Quarter-Life Crises (with Peter Hamby), Sarah Longwell for ‘The Focus Group’, The Bulwark, 12/02
In the latest episode of ‘The Focus Group’ podcast, Longwell chats with Peter Hamby, host of Snapchat’s ‘Good Luck America’ and Puck’s ‘The Powers That Be.’ Despite Biden’s recent struggles with young voters in the polls, the episode features snippets from a number of progressive young people who say they plan to vote for the president.
In a segment about if they plan to vote and who they plan to vote for in 2024, one young voter said: “I think I’ll mainly be voting for kind of like the other things that are on the ballot and trying to get representatives in that represent my values because I don’t think the president is gonna really be able to do that.”
“I think a lot of the stuff we’ve seen the past four years, a lot of it is state individual, a lot of that is who we vote in locally,” said another.
In their conversation about the young voters, Hamby told Longwell: “I was interested to hear a lot of them say they were going to show up to vote for races down ballot even if they weren’t hyped about Joe Biden.”
He added: “They just get the stakes and the importance of voting and vote on issues and local politicians and local issues, I think more than they care about Joe Biden being at the top of the ballot.”
In Dubai, Harris deals with 2 issues important to young voters: climate and Gaza, Deepa Shivaram for NPR, 12/02
On the global stage at the COP28 conference last weekend, Vice President Kamala Harris continued her mission to court younger voters, leaning into two of their top priorities. “Vice President Harris on Saturday told leaders gathered at a United Nations summit that they should take a cue from young activists and do more to curb climate change,” Shivaram reports.
In remarks, Harris affirmed Israel’s need to “eliminate the threat of Hamas,” though she lamented the death of innocent civilians in Gaza.
“Too many innocent Palestinians have been killed.
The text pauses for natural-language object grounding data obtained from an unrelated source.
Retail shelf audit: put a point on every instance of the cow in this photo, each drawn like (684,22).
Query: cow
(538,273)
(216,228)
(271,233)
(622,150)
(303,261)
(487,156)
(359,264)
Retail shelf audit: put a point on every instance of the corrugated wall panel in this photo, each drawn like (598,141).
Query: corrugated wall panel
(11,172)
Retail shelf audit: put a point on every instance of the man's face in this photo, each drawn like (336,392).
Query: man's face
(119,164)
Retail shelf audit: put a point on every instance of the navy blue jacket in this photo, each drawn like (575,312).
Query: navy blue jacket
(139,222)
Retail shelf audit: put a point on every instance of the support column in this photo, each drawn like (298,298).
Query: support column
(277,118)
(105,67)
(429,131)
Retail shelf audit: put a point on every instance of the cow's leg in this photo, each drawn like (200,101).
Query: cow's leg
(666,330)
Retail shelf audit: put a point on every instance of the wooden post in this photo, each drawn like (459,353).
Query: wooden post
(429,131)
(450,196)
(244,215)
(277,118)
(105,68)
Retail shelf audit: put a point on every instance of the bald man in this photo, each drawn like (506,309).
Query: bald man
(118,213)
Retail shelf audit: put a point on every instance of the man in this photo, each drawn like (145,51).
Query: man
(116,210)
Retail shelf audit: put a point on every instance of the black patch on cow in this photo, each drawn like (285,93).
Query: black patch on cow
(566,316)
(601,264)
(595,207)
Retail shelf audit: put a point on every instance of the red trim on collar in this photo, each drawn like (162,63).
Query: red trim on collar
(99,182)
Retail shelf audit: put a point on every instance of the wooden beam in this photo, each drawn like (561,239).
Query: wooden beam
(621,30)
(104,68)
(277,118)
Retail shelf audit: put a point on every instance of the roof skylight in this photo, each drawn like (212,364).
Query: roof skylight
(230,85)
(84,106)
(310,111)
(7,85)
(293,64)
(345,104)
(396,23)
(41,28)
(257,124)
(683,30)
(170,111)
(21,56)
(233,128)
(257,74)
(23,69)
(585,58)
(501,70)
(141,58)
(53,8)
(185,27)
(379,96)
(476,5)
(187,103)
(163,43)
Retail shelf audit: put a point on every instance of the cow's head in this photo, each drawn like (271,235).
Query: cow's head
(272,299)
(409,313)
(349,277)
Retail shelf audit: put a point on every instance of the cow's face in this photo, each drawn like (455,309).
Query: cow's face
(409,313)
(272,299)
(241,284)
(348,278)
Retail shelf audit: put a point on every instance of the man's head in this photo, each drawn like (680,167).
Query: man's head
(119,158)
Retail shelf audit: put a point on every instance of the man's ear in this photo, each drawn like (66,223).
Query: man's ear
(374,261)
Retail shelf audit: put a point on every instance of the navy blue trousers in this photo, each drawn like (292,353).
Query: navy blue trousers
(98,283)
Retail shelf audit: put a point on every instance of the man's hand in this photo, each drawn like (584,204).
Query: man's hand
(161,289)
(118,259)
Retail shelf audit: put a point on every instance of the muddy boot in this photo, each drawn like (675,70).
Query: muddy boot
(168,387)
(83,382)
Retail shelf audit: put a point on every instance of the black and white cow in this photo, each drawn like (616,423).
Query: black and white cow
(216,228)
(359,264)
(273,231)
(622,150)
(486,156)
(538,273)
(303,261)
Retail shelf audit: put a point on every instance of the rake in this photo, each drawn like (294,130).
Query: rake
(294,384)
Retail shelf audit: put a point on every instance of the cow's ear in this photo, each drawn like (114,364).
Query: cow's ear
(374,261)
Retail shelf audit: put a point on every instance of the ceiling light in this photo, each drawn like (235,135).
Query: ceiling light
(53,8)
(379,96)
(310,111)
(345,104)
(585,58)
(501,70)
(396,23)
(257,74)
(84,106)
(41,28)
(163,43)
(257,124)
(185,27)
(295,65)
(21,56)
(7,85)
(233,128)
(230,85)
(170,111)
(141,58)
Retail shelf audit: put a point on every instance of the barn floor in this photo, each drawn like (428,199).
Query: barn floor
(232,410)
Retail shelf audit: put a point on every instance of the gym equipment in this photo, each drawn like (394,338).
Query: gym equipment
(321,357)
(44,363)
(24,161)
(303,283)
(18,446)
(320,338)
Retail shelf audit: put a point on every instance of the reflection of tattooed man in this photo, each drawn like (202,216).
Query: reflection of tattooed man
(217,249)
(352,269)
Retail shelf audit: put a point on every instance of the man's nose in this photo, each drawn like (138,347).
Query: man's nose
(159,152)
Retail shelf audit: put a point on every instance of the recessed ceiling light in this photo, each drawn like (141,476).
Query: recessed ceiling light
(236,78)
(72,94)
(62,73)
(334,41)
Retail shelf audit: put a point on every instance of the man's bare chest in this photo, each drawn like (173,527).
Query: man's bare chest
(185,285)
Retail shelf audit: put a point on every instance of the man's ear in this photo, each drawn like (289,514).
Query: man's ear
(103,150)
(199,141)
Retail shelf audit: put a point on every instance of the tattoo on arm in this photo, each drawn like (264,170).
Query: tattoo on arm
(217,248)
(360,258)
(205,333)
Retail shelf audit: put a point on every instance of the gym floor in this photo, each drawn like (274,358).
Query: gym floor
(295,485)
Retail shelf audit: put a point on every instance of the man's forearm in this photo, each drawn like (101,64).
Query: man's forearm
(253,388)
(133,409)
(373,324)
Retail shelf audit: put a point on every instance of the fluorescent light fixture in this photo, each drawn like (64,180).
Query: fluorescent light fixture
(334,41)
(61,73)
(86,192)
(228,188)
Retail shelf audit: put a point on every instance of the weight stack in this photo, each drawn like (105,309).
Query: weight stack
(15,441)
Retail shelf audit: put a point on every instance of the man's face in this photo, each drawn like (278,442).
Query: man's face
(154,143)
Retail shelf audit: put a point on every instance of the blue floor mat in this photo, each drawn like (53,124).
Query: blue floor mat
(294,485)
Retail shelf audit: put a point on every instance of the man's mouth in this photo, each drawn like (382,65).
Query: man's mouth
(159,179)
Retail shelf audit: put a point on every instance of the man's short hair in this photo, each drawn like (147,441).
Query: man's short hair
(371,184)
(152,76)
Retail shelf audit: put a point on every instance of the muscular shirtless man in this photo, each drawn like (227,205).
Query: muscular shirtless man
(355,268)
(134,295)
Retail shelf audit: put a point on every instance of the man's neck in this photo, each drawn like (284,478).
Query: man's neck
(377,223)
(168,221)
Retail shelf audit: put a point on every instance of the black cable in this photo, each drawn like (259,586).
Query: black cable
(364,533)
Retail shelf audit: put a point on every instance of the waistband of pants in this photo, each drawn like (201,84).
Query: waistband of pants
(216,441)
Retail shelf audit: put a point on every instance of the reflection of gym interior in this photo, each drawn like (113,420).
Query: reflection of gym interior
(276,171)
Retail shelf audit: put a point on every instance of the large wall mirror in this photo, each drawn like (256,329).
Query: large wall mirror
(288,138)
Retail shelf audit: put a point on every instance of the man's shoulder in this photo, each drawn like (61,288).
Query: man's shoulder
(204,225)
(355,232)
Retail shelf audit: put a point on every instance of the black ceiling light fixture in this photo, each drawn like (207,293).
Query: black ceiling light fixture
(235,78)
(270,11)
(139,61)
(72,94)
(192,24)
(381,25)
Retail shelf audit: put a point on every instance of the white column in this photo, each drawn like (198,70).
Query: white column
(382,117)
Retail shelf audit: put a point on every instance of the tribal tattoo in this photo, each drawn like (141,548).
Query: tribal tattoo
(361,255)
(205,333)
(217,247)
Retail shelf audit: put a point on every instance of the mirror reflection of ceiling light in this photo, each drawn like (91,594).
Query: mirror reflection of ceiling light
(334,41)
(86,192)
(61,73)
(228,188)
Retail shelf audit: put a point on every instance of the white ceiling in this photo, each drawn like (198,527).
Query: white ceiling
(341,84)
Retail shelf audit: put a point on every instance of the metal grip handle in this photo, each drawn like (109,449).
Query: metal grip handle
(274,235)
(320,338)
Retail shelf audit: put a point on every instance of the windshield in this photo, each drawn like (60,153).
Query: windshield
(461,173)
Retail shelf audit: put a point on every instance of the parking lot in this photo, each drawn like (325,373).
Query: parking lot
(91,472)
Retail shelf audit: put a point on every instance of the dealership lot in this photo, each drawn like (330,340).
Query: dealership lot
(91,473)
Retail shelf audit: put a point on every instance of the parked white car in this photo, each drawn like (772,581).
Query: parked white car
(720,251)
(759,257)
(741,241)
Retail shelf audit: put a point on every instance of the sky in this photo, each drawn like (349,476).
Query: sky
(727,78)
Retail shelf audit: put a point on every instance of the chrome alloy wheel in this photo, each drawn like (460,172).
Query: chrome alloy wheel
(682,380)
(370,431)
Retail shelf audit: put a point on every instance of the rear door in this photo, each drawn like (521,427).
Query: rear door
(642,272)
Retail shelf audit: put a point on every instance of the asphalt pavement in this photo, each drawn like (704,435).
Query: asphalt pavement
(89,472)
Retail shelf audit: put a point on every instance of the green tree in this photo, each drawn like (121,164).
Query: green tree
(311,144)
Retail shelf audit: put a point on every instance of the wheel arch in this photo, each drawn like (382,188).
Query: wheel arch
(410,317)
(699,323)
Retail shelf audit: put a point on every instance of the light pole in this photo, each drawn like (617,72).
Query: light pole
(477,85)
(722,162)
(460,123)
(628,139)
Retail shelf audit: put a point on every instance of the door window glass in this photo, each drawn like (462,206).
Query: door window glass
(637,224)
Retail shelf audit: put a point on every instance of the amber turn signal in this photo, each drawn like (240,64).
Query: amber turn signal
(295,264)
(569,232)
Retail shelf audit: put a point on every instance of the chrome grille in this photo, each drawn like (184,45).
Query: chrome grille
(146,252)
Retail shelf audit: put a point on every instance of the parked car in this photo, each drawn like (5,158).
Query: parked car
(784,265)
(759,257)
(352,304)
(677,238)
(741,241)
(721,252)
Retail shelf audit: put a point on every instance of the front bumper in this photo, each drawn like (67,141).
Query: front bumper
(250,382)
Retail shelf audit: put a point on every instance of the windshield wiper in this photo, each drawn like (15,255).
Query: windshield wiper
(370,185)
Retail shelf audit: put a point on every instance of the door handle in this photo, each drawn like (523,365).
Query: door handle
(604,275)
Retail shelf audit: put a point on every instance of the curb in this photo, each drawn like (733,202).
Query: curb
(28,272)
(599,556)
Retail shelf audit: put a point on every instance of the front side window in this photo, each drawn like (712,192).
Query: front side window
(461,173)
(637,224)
Frankly, the scale of civilian suffering and the images and videos coming from Gaza are devastating," the vice president said.
And on the issue of climate, Harris spoke highly about young people’s activism:
"They understand the urgency of this moment, and they fight with conviction, knowing we still have time to make a difference. So let us all share in their sense of urgency and their optimism. Let us all lead then with ambition and conviction," she said.